On October 7 Slate posted a slew of opinion pieces by prominent feminists responding to the question, “Who gets to be a feminist?,” since conservative women have lately been counterclaiming the title from liberals.

I found the response by pro-abort Christina Hoff Sommers, resident scholar at the American Enterprise Institute and author of the book, Who Stole Feminism? to be enlightening and helpful on 2 counts.

Sommers identified women’s issues that are much more pressing than the legal freedom to kill one’s own children, all dire.

And Sommers recognized conservative women as “male-friendly. They don’t view men as the collective enemy as liberal feminists often do…

The guardians of feminist purity are not amused by the idea of right-wing girl power. Rebecca Traister and Anna Holmes, for  example, recently specified that members of the sisterhood may not oppose “reproductive rights”…

Millions of women, for reasons of conscience, cannot bring themselves to support abortion on demand. According to a 2009 Gallup Poll, 49% of women are pro-life.

Even if you are pro-choice (as I am), it is both unsisterly and impractical to organize a “women’s” movement that excludes – and often demonizes – half of the American adult female population.

After all, there are many other pressing issues: embattled women’s groups in oppressive societies like Iran, Saudi Arabia, and the Congo are fighting barbaric practices such as child marriage, honor killing, stoning, and genital mutilation.

If the women’s movement would drop the purity test on abortion it would find millions of Catholic and evangelical women eager to join the next great wave of feminism: the emancipation of women in the developing world….

Conservative feminism is pro-woman but male-friendly.
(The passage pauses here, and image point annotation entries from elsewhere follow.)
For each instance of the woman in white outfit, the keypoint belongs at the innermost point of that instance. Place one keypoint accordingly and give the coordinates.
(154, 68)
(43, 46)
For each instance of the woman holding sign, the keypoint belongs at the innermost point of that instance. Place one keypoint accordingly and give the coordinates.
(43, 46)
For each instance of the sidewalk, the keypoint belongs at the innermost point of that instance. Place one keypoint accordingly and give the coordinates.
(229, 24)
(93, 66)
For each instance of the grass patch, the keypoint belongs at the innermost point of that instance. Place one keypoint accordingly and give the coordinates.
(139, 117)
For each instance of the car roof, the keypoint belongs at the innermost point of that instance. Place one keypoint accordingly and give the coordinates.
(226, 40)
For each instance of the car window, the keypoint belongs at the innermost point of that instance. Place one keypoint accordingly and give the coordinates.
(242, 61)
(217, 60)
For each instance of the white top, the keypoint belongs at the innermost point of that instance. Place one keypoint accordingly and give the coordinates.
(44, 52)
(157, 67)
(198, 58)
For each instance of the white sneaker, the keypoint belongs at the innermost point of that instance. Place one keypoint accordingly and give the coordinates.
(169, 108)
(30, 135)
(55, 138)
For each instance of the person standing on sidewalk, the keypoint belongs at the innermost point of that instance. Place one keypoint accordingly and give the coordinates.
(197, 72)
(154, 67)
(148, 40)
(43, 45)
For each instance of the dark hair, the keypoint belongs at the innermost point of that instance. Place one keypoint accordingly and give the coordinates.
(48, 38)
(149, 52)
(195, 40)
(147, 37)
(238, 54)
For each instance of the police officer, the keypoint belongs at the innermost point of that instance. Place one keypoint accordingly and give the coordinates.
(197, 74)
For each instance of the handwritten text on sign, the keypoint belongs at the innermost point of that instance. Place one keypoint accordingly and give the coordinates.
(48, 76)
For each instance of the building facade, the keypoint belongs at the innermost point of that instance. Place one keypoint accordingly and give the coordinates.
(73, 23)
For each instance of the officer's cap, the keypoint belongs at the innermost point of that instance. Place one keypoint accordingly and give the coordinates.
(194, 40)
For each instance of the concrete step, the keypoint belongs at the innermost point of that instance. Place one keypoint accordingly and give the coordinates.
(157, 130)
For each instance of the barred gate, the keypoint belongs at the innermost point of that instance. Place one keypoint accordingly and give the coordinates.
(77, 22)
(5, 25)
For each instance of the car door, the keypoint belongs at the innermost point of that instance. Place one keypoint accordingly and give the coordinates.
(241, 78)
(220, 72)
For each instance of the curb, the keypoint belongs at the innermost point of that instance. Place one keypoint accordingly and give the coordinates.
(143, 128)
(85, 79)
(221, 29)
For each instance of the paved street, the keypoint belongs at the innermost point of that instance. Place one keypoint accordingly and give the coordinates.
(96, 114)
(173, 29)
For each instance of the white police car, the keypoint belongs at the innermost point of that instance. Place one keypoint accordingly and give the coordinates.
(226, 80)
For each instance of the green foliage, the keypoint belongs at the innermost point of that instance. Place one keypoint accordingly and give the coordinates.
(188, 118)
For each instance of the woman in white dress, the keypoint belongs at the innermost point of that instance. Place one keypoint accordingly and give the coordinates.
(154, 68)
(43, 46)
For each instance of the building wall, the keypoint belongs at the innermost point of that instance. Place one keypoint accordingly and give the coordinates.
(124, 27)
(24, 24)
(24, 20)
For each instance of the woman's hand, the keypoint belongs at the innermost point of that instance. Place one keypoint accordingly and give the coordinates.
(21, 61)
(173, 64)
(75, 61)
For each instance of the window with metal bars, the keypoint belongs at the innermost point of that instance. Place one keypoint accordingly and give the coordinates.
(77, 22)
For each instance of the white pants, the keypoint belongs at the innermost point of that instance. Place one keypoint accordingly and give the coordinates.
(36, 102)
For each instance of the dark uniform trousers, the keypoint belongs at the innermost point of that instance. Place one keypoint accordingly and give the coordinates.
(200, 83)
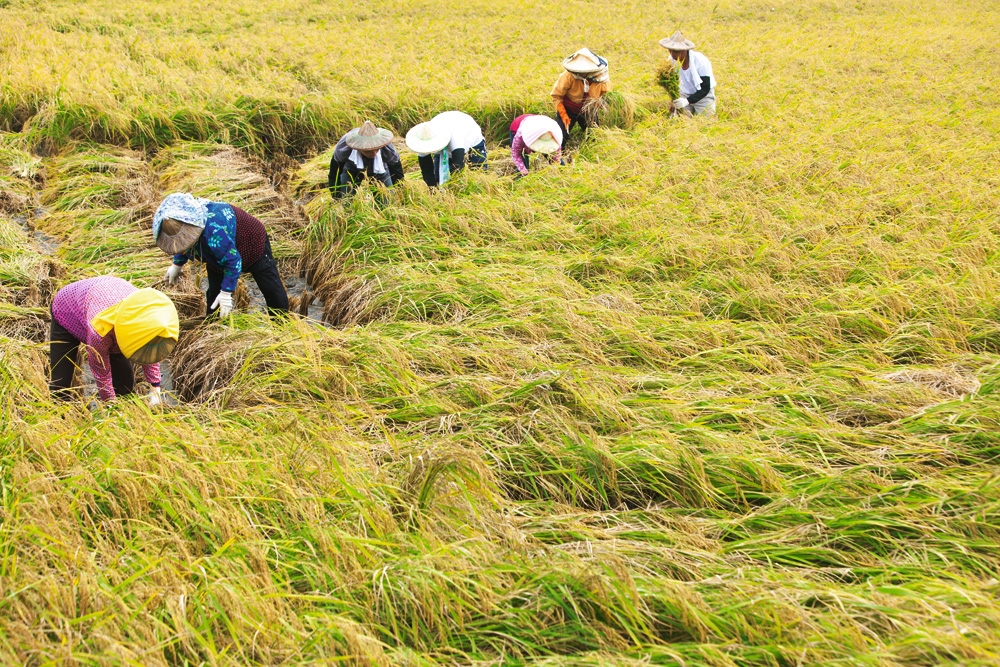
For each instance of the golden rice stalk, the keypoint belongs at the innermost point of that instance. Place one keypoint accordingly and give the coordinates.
(611, 110)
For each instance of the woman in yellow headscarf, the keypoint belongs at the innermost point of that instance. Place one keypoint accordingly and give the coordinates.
(119, 325)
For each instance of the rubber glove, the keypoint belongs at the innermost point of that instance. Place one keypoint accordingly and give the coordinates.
(154, 397)
(561, 108)
(174, 273)
(224, 302)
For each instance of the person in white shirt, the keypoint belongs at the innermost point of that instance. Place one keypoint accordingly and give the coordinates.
(445, 144)
(697, 83)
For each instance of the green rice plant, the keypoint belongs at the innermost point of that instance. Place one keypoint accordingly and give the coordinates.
(711, 394)
(667, 77)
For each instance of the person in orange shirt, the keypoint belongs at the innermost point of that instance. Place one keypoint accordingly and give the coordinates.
(586, 77)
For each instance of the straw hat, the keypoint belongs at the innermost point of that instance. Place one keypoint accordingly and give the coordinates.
(427, 138)
(545, 144)
(585, 61)
(368, 137)
(176, 237)
(677, 42)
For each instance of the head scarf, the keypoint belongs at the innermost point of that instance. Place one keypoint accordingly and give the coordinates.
(533, 127)
(137, 319)
(183, 207)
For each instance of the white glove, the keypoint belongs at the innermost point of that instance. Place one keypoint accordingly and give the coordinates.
(174, 273)
(154, 397)
(224, 302)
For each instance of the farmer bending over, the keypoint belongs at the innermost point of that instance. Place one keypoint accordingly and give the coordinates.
(119, 325)
(586, 78)
(534, 134)
(228, 239)
(695, 76)
(445, 143)
(364, 152)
If boys are languishing academically, if blue-collar men lose most of the jobs in the recession, or if innocent young men are falsely accused of heinous crimes – as several members of the Duke University Lacrosse team were in 2006, with campus feminists at the head of the mob – conservative feminists will speak out on men’s behalf.

The feminists now in power in our universities and in Washington see the world differently – as a zero-sum struggle between men and women, in which their job is to fight for women. But that is not the attitude of most women, whether conservative or liberal in political outlook. Men are their fathers, brothers, husbands, and sons; when they are in trouble, so are the women who care about them and, in many cases, depend on them.

If conservative women wish to describe themselves as feminists, and if they offer a new model of women’s empowerment that large numbers of American women find inspiring, even determined feminist bouncers like Traister and Holmes won’t be able to keep them from the party.